McClintic, who was convicted of killing eight-year-old Tory Stafford in 2009 and given a life sentence, was downgraded to a medium security prison in 2014 before being transferred to Saskatchewan’s Okimaw Ohci Healing Lodge earlier this year.
Rodney Stafford helped organize the protest and wants to see an immediate ban on child-killers being transferred out of prison.
“Send Terri-Lynne back to where she belongs, and after this, work on changing laws,” Stafford told Global News at the protest.
Corrections Canada is currently reviewing the transfer, but Stafford said the justice system needs to take a hard look at itself.
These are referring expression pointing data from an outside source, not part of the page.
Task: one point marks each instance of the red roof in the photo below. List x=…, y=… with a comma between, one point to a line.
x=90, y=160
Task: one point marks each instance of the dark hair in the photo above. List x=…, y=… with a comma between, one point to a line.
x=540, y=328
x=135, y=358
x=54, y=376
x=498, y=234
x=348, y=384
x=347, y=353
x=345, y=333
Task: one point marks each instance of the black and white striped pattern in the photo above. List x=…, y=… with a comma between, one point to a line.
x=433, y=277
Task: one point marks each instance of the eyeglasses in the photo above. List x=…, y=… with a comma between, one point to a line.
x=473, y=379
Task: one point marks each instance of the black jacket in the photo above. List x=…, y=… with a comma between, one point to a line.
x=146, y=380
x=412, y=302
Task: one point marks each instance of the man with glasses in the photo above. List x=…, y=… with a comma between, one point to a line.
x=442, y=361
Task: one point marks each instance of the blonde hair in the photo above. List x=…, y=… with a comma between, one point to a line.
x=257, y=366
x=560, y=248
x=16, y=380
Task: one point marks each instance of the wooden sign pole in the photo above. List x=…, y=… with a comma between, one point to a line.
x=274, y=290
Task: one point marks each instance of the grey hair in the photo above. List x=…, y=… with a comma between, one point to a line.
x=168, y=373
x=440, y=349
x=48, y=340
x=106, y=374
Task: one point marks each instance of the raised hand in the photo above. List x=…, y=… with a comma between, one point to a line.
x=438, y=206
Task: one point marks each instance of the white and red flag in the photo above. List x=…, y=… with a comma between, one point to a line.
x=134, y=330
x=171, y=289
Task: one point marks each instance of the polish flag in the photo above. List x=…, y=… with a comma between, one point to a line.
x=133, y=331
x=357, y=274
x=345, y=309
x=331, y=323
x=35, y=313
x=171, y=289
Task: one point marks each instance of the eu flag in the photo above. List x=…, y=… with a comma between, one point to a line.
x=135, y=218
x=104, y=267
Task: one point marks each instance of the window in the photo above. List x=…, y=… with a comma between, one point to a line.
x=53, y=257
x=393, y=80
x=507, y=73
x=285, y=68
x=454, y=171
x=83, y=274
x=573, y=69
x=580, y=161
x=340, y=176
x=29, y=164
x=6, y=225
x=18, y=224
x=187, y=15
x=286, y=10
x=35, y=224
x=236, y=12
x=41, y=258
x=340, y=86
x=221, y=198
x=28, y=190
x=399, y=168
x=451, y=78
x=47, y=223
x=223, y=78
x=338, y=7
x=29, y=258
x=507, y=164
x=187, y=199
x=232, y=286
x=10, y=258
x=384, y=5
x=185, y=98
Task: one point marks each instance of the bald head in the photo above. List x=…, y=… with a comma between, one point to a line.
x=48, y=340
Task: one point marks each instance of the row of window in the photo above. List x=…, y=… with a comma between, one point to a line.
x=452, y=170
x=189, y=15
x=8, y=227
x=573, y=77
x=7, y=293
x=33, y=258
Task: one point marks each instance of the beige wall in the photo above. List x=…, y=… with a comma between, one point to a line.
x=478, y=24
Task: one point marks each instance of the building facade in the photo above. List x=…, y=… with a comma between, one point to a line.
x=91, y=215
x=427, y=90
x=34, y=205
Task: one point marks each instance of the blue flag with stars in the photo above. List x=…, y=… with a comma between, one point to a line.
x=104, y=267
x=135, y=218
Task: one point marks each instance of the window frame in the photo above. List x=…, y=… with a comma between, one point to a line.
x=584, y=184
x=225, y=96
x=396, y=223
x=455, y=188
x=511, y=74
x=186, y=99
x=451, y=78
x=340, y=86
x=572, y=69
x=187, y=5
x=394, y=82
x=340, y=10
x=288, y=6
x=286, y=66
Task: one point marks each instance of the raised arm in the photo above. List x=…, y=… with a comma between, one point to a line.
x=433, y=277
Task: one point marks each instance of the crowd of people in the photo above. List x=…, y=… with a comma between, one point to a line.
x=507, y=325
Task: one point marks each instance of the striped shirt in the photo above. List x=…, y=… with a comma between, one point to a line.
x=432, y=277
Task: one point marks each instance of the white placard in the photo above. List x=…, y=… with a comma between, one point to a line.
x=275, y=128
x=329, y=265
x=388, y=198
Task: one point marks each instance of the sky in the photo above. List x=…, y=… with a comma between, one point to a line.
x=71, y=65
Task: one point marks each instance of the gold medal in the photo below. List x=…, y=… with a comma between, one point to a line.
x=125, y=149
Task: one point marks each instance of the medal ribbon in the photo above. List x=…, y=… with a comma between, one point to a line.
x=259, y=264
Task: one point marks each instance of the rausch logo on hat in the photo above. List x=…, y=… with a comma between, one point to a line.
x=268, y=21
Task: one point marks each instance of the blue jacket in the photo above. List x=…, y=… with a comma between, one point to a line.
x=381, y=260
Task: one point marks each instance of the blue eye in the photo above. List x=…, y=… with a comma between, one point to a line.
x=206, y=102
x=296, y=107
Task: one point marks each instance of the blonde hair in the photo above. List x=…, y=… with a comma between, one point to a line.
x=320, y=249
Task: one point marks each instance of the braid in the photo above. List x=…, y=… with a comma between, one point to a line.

“For this to be able to happen there’s got to be loopholes that Terri-Lynne was able to follow through and get to where it is,” Stafford said.
He also said he wasn’t consulted at all during the process, only informed of the decision to move her after it had been made – but he’d be willing to talk to Public Safety Minister Ralph Goodale or other members of the government.
A report on the transfer decision is expected to be released in the coming days.
WATCH: Rodney Stafford leads protest against McClintic transfer on Parliament Hill
The Okimaw Ohci Healing Lodge is run by Corrections Canada and has no fences.
Healing lodges were created to address the disproportionate number of Indigenous people in the prison system and help them prepare to reintegrate with society. However, offenders looking to transfer to a healing lodge do not have to prove they are Indigenous.
But McClintic’s brother told Global News she is not Indigenous – but that she is an expert manipulator.
About a hundred people came out to the protest on Parliament Hill chanting “Send her back” and with signs saying “Violent criminals like McClintic should be behind bars.” Conservative MPs also attended and spoke at the rally.
Participants at the rally were wearing purple, Tori’s favourite colour, to honour the memory of the little girl.
“It’s a great feeling knowing they’ve come this far to help support the cause, they know just as well as I do that it’s important,” Stafford said, adding that the issue affects all Canadians.
“It’d be best not just for me but for everybody. The sooner we can do something about these types of offenders having lower security and day passes, it’s not right, it’s not fair to the victims, and it needs to change.”
A second protest is taking place in Woodstock, Ont., where the Stafford family lived.
Vincent told 980 CFPL their goal is to keep things as positive as possible.
“Nobody is going to respond well to negativity. Nobody ever does. So really just making this about a little girl who is not seeing justice. I think that’s the key thing.”